This is different and way beyond RX. It's not just for noise removal. I just got back from NAB this morning (took the red-eye) and one of the Sony guys demoed this to me yesterday and it was absolutely amazing. It's like a cross between RX, Melodyne, and Photoshop. It has the concept of layers like Photoshop and you can select sounds like individual notes and associated them with a layer and then turn the layer's on and off. Instead of removing the noise, you can actually select what you want to keep on one or more layers and then turn off the original layer which is just the noise that you don't want without affecting the original sounds.
You can also add VST plug-ins to the layers. So imagine extracting a guitar solo or vocal from a mix onto a layer and then applying FX to that layer which only affects the guitar or vocal in the mix! It's mind boggling.

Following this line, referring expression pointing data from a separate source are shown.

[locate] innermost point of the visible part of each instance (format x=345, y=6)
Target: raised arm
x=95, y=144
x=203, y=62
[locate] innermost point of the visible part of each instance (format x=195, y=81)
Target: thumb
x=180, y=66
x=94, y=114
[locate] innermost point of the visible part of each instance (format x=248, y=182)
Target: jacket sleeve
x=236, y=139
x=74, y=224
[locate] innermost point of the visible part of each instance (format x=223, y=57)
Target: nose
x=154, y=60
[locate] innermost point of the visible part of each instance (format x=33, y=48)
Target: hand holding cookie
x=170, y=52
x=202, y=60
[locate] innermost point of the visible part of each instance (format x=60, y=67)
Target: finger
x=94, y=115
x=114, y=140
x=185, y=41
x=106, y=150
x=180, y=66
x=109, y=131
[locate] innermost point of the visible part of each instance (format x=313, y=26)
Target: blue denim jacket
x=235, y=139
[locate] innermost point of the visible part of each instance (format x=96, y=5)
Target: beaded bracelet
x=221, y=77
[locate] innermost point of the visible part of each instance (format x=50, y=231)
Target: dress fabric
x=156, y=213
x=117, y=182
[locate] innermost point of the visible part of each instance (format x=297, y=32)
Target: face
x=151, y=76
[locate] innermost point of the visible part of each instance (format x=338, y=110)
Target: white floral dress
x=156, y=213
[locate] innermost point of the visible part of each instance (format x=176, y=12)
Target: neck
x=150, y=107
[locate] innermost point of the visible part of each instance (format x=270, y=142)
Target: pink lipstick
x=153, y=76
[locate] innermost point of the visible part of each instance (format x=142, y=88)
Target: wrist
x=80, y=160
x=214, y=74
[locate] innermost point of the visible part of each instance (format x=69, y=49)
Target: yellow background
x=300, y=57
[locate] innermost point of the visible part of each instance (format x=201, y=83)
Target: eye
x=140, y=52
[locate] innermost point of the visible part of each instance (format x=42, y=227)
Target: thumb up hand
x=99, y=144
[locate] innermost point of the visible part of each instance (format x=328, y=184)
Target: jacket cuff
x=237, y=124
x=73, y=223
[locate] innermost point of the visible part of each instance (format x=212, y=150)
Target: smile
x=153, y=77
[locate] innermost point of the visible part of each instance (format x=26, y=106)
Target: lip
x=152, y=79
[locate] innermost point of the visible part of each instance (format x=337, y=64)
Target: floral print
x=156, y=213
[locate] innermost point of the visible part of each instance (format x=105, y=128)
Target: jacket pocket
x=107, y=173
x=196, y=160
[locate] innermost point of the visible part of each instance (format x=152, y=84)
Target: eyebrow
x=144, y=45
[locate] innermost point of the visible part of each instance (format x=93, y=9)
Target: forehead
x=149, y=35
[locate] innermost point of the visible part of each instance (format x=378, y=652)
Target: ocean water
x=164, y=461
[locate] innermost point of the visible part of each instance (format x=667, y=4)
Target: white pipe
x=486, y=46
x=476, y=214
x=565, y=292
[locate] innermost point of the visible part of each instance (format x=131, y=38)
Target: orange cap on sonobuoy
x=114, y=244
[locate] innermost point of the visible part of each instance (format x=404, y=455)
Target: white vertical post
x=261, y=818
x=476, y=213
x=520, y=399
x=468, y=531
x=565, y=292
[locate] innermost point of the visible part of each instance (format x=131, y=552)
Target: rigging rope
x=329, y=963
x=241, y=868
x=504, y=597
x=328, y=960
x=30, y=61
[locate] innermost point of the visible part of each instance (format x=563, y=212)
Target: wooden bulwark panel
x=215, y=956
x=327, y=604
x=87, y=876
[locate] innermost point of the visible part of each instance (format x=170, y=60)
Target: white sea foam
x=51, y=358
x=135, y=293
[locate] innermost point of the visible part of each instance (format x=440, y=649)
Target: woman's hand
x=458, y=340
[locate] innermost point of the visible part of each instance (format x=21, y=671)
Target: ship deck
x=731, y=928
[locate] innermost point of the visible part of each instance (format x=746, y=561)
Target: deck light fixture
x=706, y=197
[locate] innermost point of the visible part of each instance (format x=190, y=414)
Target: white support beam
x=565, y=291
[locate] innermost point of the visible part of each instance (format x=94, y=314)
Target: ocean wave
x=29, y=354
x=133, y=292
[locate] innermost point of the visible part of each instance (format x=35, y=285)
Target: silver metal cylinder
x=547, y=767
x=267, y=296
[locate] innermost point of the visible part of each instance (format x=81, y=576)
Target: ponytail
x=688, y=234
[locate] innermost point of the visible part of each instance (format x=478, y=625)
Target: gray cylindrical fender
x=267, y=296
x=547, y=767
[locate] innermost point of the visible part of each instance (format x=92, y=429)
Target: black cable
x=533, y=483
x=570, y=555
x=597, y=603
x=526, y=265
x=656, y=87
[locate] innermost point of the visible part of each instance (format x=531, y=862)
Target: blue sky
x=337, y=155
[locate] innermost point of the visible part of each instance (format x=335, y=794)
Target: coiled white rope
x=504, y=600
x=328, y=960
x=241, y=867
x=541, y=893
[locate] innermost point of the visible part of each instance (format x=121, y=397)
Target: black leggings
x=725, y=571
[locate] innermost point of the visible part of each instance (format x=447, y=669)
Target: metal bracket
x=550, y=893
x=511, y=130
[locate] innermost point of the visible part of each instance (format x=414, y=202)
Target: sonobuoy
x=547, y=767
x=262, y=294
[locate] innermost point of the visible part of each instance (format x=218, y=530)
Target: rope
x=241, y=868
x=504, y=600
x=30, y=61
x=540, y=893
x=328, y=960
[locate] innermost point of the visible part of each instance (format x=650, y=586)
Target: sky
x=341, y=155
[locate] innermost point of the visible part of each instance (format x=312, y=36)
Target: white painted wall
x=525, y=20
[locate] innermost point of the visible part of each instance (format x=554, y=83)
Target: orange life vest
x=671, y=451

If you go to the developer's site, www.divideframe.com, you can get much more information. On their Spectral Layers comparison chart you can see the features for their various configurations, but no price. However, if you do a web search for "spectral layer price" on Yahoo and use the link to the cached page, you can see that the Pro edition is listed at $695 while the Enterprise edition is $2199.
I remember reading some technical papers years ago on "scene" detection in audio, in which sources of sound are identified and separated, based on scene analysis concepts in the visual world. I wonder if it is something like that. Different sound sources usually have overlapping spectral components, so simple spectral analysis won't do much.